The Custom Games Browser is an exciting new feature coming to MCC. Can you talk about the work that went into developing this and how you believe it will further enhance MCC and give players more choices?

Max: The Custom Games Browser is a massive feature that we feel bridges an important gap between custom games and matchmade games. For matchmaking, it is important to curate a selection of maps and modes that appeal to a large enough audience who can easily find games to join. For ranked in particular, we also need to be mindful of the types of modes and maps that competitive players enjoy and that we can match players into appropriately difficult matches.

Custom Game Browser allows creators to experiment with a variety of their own custom maps and modes that they may want to get feedback on as well as providing a place they can discover potential up and coming maps and modes from other creators. Custom Game Browser is also a place where game modes and maps that have passionate but smaller fan bases can ideally be available for players on a much more frequent basis. Another focus for us with the Custom Games Browser is making the experience of playing from one match to another as seamless as possible. The goal is that players can stay in game for as many matches as they would like without having to drop back into a game lobby, UI screen, or matchmaking search.

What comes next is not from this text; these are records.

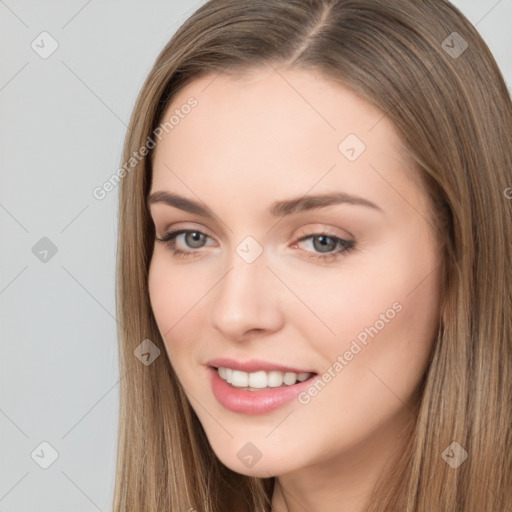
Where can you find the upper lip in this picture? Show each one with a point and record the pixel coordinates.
(254, 365)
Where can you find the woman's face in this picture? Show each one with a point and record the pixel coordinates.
(310, 277)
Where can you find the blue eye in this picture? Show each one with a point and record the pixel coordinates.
(329, 246)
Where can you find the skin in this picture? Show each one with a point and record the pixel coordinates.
(274, 135)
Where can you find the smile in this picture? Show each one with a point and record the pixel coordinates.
(260, 380)
(256, 387)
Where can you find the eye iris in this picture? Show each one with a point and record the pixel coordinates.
(194, 239)
(324, 247)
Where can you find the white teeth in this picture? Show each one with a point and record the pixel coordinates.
(261, 379)
(257, 380)
(240, 379)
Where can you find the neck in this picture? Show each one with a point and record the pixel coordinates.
(344, 482)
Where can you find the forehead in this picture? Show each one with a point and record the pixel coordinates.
(288, 129)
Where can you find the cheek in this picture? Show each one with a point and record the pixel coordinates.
(384, 318)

MCC is in great shape today across Xbox and PC, but you aren’t finished adding new features and content. What more can players look forward to in the future?

Max: We will continue posting updates on upcoming content and features to Halo Waypoint as well as the Halo social channels. We have a lot of things in various stages of planning or development and can’t wait to share more information in the future.

As a franchise with a surface area like Halo’s, I imagine your comms teams are inundated with feedback and requests from fans about new content/features/support for MCC. How do you go about responding to this feedback and prioritizing new updates?

“Game development is full of ups and downs, and we think sharing that journey is important. Thanks to all the fans for supporting our games.”

Max: From a design standpoint, our goal is to deliver exciting updates that rotate through features and games that appeal to the different players in Halo: MCC on both PC and console. Many of us are active in player community discussions and we keep an active list of requested features and discuss what is possible and when an ideal time would be to roll features or content out. We also have a lot of internal discussions about what excites the team and how we can bundle up internal goals with player requested features and our seasonal releases.

Something that has struck me about MCC and 343 in general is how open, honest, and transparent the team is with whatever news it has to share, good or bad. Can you speak about this commitment to transparency and honesty and why it’s so important to you?

Max: We are passionate about making great games and we love Halo and the people who play it. We play a lot of other games ourselves and look forward to understanding the what and why of what makes other development teams tick. Game development is full of ups and downs, and we think sharing that journey is important. Thanks to all the fans for supporting our games.